В этот момент в дверь постучали.
– Это Ирэн!
– сказал Миллер.
– Да, это Ирэн, вчера я попросил ее зайти, - подтвердил двойник.
– Она не может видеть нас двоих!
– Вы должны уйти!
– Я?
В дверь опять постучали.
– Убирайтесь!
– закричал Миллер.
– Послушайте.
– глухо сказал двойник, - эта женщина - единственное, что есть у меня в этом мире, единственное, во что я верю.

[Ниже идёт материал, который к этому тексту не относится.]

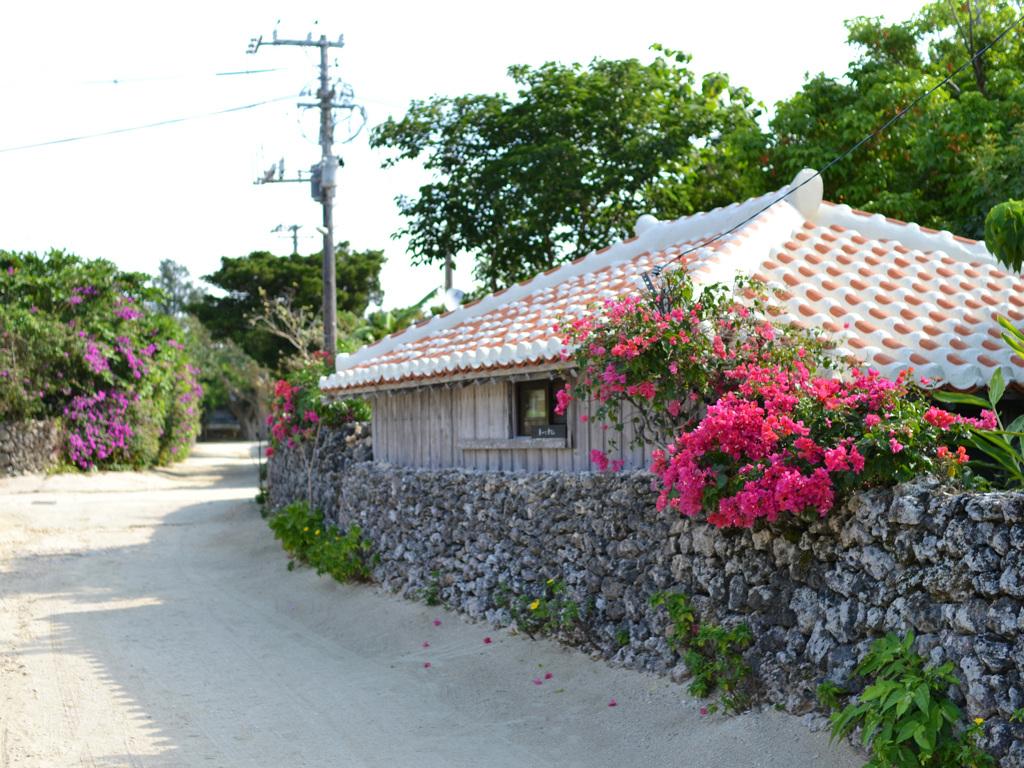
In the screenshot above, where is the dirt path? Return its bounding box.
[0,443,864,768]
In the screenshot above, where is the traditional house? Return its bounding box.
[321,171,1024,471]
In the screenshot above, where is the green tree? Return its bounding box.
[768,0,1024,239]
[190,243,384,370]
[182,315,270,440]
[151,259,203,317]
[371,46,764,289]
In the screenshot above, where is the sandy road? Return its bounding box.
[0,443,864,768]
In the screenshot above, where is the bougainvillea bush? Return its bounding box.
[558,270,995,527]
[652,364,995,527]
[0,251,202,469]
[266,352,370,456]
[555,270,847,450]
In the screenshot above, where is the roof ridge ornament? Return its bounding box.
[785,168,824,221]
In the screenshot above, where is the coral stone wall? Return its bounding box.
[271,430,1024,768]
[0,420,59,476]
[266,422,373,510]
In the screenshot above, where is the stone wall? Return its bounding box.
[271,428,1024,768]
[0,419,60,476]
[266,422,373,510]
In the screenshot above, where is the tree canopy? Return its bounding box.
[190,243,384,370]
[767,0,1024,239]
[371,46,764,290]
[371,0,1024,290]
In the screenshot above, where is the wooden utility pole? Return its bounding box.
[246,30,350,357]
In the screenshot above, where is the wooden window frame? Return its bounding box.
[512,377,568,439]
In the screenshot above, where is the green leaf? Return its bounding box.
[988,368,1007,411]
[932,389,991,409]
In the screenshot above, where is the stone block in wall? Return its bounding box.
[0,419,60,475]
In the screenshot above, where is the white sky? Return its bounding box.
[0,0,924,307]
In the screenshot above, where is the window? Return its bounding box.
[515,379,565,437]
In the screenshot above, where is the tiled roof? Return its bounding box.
[321,171,1024,394]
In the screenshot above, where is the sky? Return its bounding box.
[0,0,924,308]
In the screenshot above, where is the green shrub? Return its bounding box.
[648,592,753,712]
[267,502,380,582]
[495,579,591,639]
[307,523,380,583]
[267,502,324,570]
[819,632,995,768]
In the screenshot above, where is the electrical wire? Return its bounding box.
[0,94,295,155]
[644,10,1024,286]
[0,67,298,88]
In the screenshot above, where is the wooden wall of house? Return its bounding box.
[373,381,650,472]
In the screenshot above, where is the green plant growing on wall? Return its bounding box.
[416,570,441,605]
[267,502,380,582]
[933,366,1024,487]
[267,502,324,570]
[648,592,753,712]
[819,632,995,768]
[495,579,591,640]
[307,523,380,583]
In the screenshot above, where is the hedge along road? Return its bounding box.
[0,443,865,768]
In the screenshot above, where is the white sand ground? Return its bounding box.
[0,443,865,768]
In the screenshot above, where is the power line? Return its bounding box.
[0,95,295,154]
[0,67,297,88]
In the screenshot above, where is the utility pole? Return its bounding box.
[270,224,302,256]
[246,30,349,357]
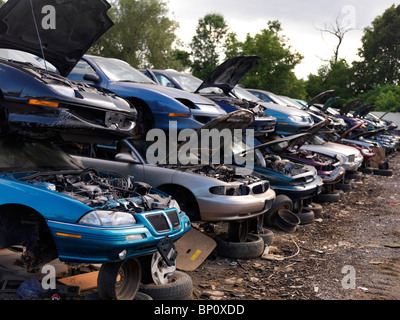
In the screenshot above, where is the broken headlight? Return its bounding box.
[78,210,136,227]
[209,185,249,196]
[169,199,181,213]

Он резко оттолкнул Миллера и бросился к двери.
6. Кредо
Миллер едва успел закрыть за собой дверцу стенного шкафа. До прихода Ирэн у него оставалось мгновение, чтобы оценить ситуацию, в которую он попал, и найти какую-нибудь статичную позу. О боже, оценить ситуацию! Люди устроены так, что необычность своего положения цо достоинству оценивают потом, много позже, заливаясь краской стыда, смеясь или испытывая приступы запоздалого страха. Но в конкретный момент они нередко ведут себя столь спокойно и привычно, словно, всю жизнь только тем и занимались, что на два часа в сутки регулярно подвешивали себя вниз головой или, как Миллер, прятались в темных и душных стенных шкафах.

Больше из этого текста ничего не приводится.